Entretien – Ministre de l’Urbanisme et de l’Habitat: « La Cité de la diaspora est estimée à plus de 1 000 logements »

L’ambitieux chantier des 40 000 logements voulu par le président Roch Marc Christian Kaboré se poursuit : 1 500 sont déjà sortis de terre à Bassinko, et 1 000 autres sont prévus dans la Cité de la diaspora à Ouaga 2000. Maurice Dieudonné Bonanet, ministre de l’Urbanisme et de l’Habitat, nous en parle.

« Pour la construction de logements sociaux, je m’engage,
d’ici à 2020, à faire de l’accès au logement
un droit effectif », avait indiqué le président Kaboré
durant sa campagne. Puis il y a eu la mise en oeuvre
du Programme national de construction (PNCL) de
40 000 logements. Où en êtes-vous à l’approche de
2020 ?
Maurice Dieudonné Bonanet : Comme vous le dites si
bien, ce programme est une émanation du programme
présidentiel et correspond à un engagement très fort,
et même à un défi si nous considérons l’environnement
et les ressources insuffisantes pour faire face à
tous les secteurs prioritaires. Le président a ainsi fait
de la question du logement une priorité, et pas pour
simplement relever des défis, mais pour apporter une
réponse conséquente à la problématique du logement.
Le programme 40 000 logements est une ambition du
gouvernement, mais la demande réelle de logements
est au-dessus de 40 000 : à la faveur des souscriptions,
nous avons enregistré 208 000 inscrits.

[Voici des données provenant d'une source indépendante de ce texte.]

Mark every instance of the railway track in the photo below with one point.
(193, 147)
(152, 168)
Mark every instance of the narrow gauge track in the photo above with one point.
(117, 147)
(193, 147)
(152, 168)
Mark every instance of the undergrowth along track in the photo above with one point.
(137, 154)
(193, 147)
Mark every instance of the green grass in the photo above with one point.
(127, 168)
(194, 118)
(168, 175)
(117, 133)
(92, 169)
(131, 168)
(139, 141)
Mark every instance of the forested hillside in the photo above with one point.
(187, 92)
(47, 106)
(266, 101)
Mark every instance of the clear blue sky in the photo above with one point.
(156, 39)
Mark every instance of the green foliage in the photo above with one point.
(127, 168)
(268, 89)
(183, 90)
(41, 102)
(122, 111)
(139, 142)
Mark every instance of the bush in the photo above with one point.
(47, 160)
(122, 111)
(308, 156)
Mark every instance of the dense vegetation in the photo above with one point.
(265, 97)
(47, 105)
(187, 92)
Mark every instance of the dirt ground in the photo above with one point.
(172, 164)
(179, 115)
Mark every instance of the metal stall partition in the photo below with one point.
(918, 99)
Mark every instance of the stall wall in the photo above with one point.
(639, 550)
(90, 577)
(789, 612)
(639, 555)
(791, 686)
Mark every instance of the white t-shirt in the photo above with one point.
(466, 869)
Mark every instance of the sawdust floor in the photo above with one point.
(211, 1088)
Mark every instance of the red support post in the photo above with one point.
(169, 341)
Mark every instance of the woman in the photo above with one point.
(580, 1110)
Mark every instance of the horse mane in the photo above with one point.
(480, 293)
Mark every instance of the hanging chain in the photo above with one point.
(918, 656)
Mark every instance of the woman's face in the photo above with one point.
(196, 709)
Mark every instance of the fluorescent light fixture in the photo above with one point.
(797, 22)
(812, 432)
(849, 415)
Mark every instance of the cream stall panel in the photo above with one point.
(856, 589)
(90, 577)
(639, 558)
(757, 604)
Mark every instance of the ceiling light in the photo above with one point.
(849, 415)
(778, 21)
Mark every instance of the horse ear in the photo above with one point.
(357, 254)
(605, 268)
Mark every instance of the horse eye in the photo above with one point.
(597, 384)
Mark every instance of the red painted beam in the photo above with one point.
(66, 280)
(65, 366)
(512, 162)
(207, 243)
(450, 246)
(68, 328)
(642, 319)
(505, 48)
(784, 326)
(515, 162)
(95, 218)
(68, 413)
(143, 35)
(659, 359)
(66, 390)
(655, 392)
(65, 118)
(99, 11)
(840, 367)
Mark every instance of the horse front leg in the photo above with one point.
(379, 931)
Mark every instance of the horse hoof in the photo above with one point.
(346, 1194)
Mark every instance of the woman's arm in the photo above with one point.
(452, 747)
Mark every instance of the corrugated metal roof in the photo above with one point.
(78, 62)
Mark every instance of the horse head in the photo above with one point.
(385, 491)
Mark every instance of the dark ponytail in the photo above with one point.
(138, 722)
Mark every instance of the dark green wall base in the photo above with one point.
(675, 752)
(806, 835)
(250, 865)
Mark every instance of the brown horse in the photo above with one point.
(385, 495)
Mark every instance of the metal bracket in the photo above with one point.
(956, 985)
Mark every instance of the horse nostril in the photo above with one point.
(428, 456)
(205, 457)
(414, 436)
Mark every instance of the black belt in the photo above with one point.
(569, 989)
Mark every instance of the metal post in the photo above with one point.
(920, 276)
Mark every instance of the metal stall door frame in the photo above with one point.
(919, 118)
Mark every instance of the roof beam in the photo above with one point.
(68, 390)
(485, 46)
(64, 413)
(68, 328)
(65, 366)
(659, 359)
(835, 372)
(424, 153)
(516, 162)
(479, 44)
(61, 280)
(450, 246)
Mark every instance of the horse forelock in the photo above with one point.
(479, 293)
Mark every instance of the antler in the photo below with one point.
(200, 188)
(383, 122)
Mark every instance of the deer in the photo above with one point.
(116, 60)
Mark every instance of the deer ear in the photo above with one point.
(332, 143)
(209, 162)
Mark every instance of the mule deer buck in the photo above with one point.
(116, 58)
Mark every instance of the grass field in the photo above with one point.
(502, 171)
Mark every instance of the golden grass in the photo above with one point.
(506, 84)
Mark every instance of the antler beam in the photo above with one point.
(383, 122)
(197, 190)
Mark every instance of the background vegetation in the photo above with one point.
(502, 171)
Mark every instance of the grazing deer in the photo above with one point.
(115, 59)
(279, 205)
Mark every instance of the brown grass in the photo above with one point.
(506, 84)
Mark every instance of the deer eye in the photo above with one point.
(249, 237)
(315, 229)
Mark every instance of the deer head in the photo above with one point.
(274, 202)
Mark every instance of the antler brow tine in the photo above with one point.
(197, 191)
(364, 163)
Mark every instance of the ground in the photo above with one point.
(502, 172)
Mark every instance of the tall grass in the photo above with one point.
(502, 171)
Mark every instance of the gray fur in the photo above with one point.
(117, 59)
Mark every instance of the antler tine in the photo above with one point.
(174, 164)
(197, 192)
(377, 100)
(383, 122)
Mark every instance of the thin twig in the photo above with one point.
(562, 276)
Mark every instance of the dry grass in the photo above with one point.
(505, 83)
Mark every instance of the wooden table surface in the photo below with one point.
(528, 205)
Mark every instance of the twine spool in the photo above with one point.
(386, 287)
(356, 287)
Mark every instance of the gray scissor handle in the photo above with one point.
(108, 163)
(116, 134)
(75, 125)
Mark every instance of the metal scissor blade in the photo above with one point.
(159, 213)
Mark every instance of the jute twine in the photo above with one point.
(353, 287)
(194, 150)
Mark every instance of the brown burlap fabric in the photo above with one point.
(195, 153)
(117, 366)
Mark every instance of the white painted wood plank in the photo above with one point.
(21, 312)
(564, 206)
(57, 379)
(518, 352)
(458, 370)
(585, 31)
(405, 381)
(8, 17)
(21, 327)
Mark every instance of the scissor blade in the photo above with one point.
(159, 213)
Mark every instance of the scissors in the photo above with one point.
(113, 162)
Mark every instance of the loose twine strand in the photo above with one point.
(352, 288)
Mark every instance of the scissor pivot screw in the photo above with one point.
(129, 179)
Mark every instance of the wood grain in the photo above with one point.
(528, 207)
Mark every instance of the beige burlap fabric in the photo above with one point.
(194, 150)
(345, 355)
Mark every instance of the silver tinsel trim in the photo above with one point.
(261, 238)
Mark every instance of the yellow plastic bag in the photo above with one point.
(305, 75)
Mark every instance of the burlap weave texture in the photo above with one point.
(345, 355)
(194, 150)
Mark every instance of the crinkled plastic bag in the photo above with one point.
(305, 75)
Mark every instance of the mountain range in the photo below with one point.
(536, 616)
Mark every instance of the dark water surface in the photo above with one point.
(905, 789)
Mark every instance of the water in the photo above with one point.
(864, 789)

L’objectif principal
est de faire émerger un mécanisme pérenne qui
permette au Burkina Faso d’avoir un dispositif clair
d’accès au logement pour toutes les catégories sociales.
Ce n’est pas en un ou deux ans que l’on peut régler le
problème de logement dans un pays. Le programme
a été mis en forme, les acteurs clés qui interviennent
ont été identifiés, et nous sommes dans le processus de
production. En 2017, nous avons lancé une tranche de
5 000 logements qui sont aujourd’hui en construction,
la tranche 2018 sera étendue jusqu’aux communes
rurales, et 2019 verra forcément une accélération en
fonction de la mobilisation foncière pour qu’en 2020,
on atteigne les 40 000 logements annoncés dans le
programme. Nous avons validé la demande par la
campagne de souscription, puis nous avons procédé
à une mobilisation foncière dans toutes les communes
du Burkina Faso. Il s’agit maintenant d’aménager tous
les sites mobilisés et de les mettre à la disposition des
promoteurs immobiliers choisis pour la construction
des logements. Quelles sont les modalités d’accès pour les ménages
burkinabè ? Ces habitations sont-elles également
accessibles à l’importante diaspora des Burkinabè en
Afrique et en Europe ?
Á la suite de la campagne d’inscription qui a permis de
cerner la demande de logements, il y a un processus de
souscription aux différentes tranches du programme
qui, à terme, permet de réaliser un tirage au sort pour
désigner les bénéficiaires de façon totalement transparente.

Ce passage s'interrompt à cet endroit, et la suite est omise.